Renata Kobylarz-Buła o łambinowickich obchodach rocznicy wybuchu II wojny światowej

- Jak co roku spotkamy się pod Pomnikiem Martyrologii Jeńców Wojennych a potem w siedzibie muzeum w Łambinowicach wysłuchamy wykładu Bartosza Jańczaka na temat żołnierzy Września, którzy trafili do stalagu Lamsdorf - mówiła w Loży Radiowej Renata Kobylarz-Buła, zastępca dyrektora Centralnego Muzeum Jeńców Wojennych w Opolu, pytana o obchody rocznicy wybuchu II wojny światowej.

Jak mówi nasz gość, do stalagu trafiło około 43 tysięcy polskich żołnierzy wziętych do niewoli na terenie Górnego Śląska we wrześniu 1939 roku. Po jakimś czasie zostali przekazani do obozów w głębi Niemiec albo zwolnieni, choć - jak podkreśla Kobylarz-Buła - trudno tu mówić o prawdziwym zwolnieniu.
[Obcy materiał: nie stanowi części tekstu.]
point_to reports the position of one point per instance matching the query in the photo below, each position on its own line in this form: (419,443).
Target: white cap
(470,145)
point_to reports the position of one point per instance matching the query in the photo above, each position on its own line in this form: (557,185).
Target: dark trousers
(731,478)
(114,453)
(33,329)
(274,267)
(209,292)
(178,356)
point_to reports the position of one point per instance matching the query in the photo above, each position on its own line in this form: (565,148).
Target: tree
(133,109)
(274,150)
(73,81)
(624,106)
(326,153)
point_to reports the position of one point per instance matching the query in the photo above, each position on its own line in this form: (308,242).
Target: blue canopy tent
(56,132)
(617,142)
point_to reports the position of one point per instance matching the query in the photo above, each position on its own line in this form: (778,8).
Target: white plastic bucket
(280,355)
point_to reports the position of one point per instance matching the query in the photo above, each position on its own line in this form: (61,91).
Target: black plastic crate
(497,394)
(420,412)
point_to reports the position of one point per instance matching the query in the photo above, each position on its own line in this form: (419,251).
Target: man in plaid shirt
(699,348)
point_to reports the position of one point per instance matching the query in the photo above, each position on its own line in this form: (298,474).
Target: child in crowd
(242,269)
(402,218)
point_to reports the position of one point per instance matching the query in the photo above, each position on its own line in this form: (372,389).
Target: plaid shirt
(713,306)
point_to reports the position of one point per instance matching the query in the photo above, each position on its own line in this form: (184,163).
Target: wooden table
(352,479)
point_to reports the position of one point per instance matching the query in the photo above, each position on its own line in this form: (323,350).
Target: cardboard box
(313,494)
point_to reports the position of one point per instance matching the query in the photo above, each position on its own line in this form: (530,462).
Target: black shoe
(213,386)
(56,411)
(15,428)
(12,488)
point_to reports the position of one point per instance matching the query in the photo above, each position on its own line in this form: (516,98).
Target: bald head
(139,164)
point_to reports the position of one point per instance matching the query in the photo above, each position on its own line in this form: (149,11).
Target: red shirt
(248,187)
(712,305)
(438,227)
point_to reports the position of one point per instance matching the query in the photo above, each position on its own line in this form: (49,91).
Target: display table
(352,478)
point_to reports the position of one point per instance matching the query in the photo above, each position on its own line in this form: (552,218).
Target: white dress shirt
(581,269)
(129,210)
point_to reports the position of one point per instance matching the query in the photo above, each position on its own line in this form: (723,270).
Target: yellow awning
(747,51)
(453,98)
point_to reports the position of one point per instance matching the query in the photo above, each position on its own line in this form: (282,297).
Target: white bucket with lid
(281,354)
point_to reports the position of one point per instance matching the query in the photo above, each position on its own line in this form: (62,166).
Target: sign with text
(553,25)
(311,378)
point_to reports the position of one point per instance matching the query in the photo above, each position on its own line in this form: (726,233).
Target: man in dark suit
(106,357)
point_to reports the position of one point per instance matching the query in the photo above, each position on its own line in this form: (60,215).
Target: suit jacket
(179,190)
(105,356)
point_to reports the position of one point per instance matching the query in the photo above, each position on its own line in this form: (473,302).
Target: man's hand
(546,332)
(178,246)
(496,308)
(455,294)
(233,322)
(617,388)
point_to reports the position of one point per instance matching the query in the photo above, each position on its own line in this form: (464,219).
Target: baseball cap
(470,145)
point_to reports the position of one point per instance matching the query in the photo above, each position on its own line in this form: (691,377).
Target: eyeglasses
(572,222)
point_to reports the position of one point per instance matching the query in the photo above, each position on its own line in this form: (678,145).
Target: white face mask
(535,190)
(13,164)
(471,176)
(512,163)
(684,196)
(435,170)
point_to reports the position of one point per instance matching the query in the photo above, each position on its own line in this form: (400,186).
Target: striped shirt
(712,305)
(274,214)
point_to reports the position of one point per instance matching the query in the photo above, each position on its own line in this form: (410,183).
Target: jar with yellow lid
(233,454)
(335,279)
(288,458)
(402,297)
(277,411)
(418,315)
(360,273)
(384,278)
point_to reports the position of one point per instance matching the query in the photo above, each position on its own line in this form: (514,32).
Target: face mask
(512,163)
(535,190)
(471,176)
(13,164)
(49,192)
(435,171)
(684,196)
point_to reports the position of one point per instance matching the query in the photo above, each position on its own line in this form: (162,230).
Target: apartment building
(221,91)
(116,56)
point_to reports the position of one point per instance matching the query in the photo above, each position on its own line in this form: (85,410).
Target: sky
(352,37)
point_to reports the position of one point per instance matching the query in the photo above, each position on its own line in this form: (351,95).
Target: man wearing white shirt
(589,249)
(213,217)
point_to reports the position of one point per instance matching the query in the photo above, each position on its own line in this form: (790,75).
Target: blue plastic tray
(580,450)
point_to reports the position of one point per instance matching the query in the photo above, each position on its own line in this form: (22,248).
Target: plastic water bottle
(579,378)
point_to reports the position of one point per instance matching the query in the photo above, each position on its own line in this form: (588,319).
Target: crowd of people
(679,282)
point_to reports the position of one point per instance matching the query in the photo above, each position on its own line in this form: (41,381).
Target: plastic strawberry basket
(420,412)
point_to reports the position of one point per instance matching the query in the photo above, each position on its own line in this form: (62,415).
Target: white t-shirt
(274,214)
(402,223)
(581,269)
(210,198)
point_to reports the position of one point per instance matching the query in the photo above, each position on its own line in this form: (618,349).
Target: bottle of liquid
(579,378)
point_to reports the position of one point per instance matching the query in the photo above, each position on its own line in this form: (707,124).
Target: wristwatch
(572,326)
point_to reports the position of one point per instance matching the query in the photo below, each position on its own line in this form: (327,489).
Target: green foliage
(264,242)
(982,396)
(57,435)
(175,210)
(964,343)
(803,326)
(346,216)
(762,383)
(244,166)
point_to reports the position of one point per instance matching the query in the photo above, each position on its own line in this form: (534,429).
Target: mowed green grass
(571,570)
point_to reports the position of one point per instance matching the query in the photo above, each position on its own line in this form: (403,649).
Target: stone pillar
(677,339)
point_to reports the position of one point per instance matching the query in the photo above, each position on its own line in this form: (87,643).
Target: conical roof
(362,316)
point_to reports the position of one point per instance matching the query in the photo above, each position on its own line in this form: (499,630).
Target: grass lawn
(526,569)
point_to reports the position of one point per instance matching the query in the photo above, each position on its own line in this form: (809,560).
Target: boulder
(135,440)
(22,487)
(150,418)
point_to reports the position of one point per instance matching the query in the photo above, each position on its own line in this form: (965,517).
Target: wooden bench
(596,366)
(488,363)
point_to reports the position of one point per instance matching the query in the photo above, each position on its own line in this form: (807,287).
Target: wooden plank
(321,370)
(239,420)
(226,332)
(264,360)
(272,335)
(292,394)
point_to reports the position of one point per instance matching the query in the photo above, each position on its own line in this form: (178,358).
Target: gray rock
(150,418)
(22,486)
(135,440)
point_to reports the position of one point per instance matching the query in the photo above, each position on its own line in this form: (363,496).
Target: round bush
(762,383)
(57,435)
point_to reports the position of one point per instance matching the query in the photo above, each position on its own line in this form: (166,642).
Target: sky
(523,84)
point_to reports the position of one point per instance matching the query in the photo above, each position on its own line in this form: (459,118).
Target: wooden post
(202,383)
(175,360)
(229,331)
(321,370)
- Byli zmuszani do zrzeczenia się statusu jeńców wojennych, chronionych zapisami konwencji genewskich. Stawali się pracownikami przymusowymi, którzy nie podlegali już Wehrmachtowi, ale Gestapo, po czym trafiali do ciężkiej pracy, zwykle w rolnictwie albo leśnictwie - opowiada nasz gość.

Dodajmy, że miejsce Polaków zajmowali wtedy żołnierze brytyjscy wzięci do niewoli w czasie walk we Francji (tu warto wspomnieć o Dunkierce), których w sumie w czasie wojny trafiło do Lamsdorf 48 tysięcy. Byli to nie tylko Anglicy, ale także Nowozelandczycy, Australijczycy czy Gurkhowie, którzy budzili żywe zainteresowanie strażników, o czym świadczą robione przez nich pamiątkowe zdjęcia.

Z naszym gościem rozmawialiśmy także o nowych zasadach finansowania CMJW. Przypomnijmy: od nowego roku część budżetu muzeum pokrywa resort kultury.